Per Ann Lee l’uguaglianza tra uomo e donna era un dato certo, che andava applicato anche al contesto cristiano: essendoci già stata una reincarnazione di Dio in Cristo, nato uomo, secondo il suo pensiero un giorno ce ne sarebbe stata un’altra, rinascendo donna. E i suoi sostenitori iniziarono a pensare che quella seconda reincarnazione di Dio fosse già avvenuta e che l’Altissimo avesse scelto proprio Ann Lee per manifestarsi ancora una volta in terra. Nel 1774 Ann Lee e una parte dei suoi seguaci emigrarono negli Stati Uniti e si stanziarono a poca distanza da Albany.

Ebbero dunque modo di strutturare ufficialmente il movimento, con una comunità autosufficiente, fatta di condivisione di beni e suddivisione collettiva dei lavori. Il nome Shakers fu designato a causa dei riti estatici, consistenti di canti e danze liberatorie come atto di connessione col Signore. Ma tali pratiche, spesso svolte indossando pochi indumenti, fecero subire agli Shakers diverse discriminazioni e aggressioni da parte dei fedeli più integralisti della società statunitense.
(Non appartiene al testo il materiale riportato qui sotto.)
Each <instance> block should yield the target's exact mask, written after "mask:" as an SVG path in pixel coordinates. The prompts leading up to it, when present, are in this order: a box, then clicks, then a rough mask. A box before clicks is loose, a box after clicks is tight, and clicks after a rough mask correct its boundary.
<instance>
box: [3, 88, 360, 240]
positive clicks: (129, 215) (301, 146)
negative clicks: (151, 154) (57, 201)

Dopo la morte della leader, avvenuta nel 1784, il movimento continuò a esistere creando ulteriori raggruppamenti a New York, in Ohio, Kentucky e Massachusetts. Oggi sono rimasti soltanto due credenti attivi.
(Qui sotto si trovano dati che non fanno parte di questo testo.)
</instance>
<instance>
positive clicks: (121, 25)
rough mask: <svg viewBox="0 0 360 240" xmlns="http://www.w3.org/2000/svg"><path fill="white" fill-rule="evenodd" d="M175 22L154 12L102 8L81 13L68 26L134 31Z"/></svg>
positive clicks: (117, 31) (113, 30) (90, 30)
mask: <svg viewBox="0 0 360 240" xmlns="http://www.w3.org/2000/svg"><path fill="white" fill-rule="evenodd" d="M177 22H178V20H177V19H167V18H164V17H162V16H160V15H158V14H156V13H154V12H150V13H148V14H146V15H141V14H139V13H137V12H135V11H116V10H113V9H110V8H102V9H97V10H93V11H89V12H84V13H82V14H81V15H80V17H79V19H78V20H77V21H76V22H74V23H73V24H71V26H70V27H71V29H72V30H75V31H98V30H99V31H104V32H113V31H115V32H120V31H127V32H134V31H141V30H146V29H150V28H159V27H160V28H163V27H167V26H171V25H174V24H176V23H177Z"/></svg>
Mona Fastvold, sceneggiatrice e regista, legata sentimentalmente da diversi anni al collega Brady Corbet, col quale ha co-scritto la sceneggiatura del film The Brutalist, durante ricerche svolte per la sua pregressa pellicola, The World to Come (2020), è venuta a conoscenza della storia di Ann Lee e degli Shakers, rimanendo colpita e affascinata dall’intensità spirituale di questo gruppo così unito e dalle idee inconsapevolmente femministe. La scoperta è avvenuta imbattendosi negli inni shaker, mentre studiava le musiche e i canti religiosi degli Stati Uniti del Nordest. Impressionata da una figura tanto carismatica, mossa dal desiderio di uguaglianza e con la forza di tentare una leadership femminile in un’epoca in cui le donne non erano affatto libere, Mona Fastvold ha deciso di scrivere un soggetto ispirandosi alla vita di Ann Lee, con l’aiuto del compagno Corbet. Sembra che i due, dopo The Brutalist, abbiano sviluppato una predilezione per i biopic, che siano essi basati su figure davvero esistite o meno.

Al centro del lungometraggio, a metà tra dramma biografico e musical, primeggia l’attrice statunitense Amanda Seyfried nel ruolo protagonista, in un’interpretazione intensa e magistrale. Il linguaggio cinematografico scelto dalla cineasta si divide tra realismo storico e misticismo, confezionando un lungometraggio musicale immersivo, sensoriale, spirituale. Tutto in Il Testamento di Ann Lee è preciso e curato, dalla recitazione all’estetica, con la fotografia accattivante di Sofie B. Hellsten che ha contribuito a creare delle immagini di grande attrattiva. Purtroppo ho trovato l’intera opera noiosa, soporifera e poco coinvolgente. E non a causa del tema religioso, ma piuttosto per un ritmo narrativo lento, all’interno del quale pare non esserci l’anima e l’essenza del cinema. Difatti, la critica non è stata per nulla generosa, fatta eccezione per le capacità recitative della Seyfried. A malincuore, 3 stelle su 5.